Des images en liberté !

Bernard Sasia et Clémentine Yelnik récidivent ! Après le délicieux Robert sans Robert, ils nous plongent dans l’oeuvre de Mocky. Un film libre et vivant, un film de monteur et de montage, à découvrir sur ciné + à partir du 10 novembre.

Résumé : De démontage en remontage du cinéma de Mocky, le monteur réécrit sa propre histoire dans la société française de 1959 à nos jours.  Il imagine en Mocky un oncle idéal, se projette dans ses personnages et, ivre de sa liberté de créer dans l’ombre, réussit à déjouer un complot ourdi par L’Araignée qui tisse sa toile destructrice contre la mémoire vive du monde.
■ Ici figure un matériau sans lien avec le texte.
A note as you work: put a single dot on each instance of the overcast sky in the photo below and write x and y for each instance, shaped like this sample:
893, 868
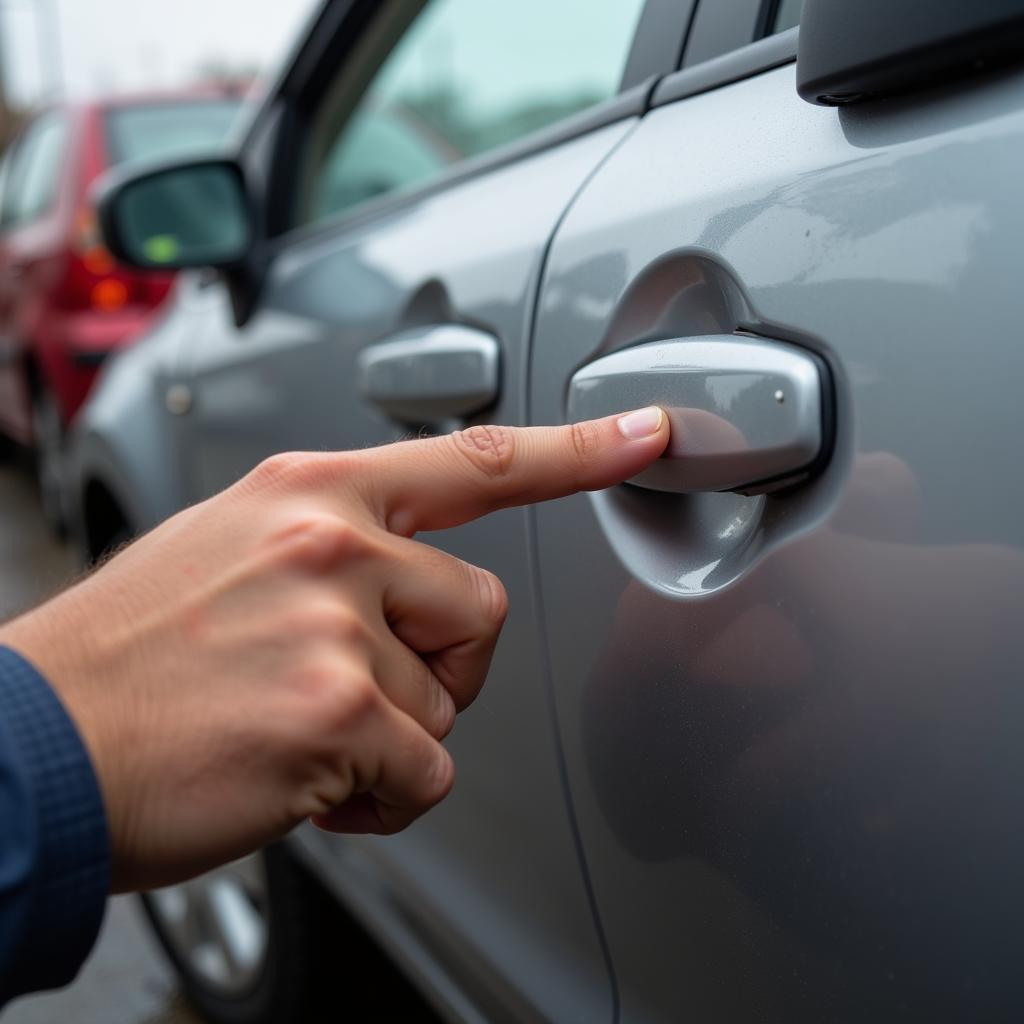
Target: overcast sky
123, 45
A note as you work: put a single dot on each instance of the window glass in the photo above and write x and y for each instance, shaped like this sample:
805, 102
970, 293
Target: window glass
34, 174
464, 78
158, 130
786, 14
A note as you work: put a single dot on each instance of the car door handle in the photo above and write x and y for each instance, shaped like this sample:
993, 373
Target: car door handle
748, 414
431, 373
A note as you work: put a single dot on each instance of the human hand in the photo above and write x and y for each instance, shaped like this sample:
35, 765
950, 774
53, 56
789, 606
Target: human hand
286, 650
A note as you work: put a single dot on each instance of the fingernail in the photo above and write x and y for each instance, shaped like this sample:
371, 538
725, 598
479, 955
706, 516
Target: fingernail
642, 423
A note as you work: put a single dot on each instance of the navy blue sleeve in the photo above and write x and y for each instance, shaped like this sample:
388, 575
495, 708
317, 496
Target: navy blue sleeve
54, 848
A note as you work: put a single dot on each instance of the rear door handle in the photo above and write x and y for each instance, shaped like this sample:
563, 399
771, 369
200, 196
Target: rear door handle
431, 373
748, 414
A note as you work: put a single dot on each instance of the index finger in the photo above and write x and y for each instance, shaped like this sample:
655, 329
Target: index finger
437, 482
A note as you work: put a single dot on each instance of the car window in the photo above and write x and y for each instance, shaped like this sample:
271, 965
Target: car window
34, 174
463, 78
786, 15
155, 131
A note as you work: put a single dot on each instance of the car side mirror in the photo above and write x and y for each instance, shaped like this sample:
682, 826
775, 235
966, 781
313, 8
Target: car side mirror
851, 51
185, 214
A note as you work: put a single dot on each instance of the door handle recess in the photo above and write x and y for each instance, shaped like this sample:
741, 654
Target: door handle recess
431, 373
747, 414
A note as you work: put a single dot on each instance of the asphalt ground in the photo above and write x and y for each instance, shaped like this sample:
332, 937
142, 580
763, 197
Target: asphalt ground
125, 981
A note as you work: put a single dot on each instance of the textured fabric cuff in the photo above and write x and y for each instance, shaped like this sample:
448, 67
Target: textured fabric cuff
64, 891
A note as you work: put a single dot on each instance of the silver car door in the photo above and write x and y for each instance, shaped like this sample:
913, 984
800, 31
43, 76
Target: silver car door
792, 719
439, 258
Héros victorieux de son combat contre le formatage, il s’en va détourner d’autres planètes cinématographiques.

Rencontre avec Bernard Sasia et Clémentine Yelnik, réalisateurs

Bernard S.

J’ai rencontré Mocky dans un festival. Je ne connaissais pas bien les films de Mocky mais comme Robert Guédiguian, Mocky est un cinéaste indépendant qui a réalisé des films en dehors du système classique de production. Il a fait des films sans trop de contraintes et je trouvais ça attirant. Il a aussi une filmographie importante, plus de 60 films, et en tant que « re-monteur potentiel » de son œuvre, ça attisait ma curiosité.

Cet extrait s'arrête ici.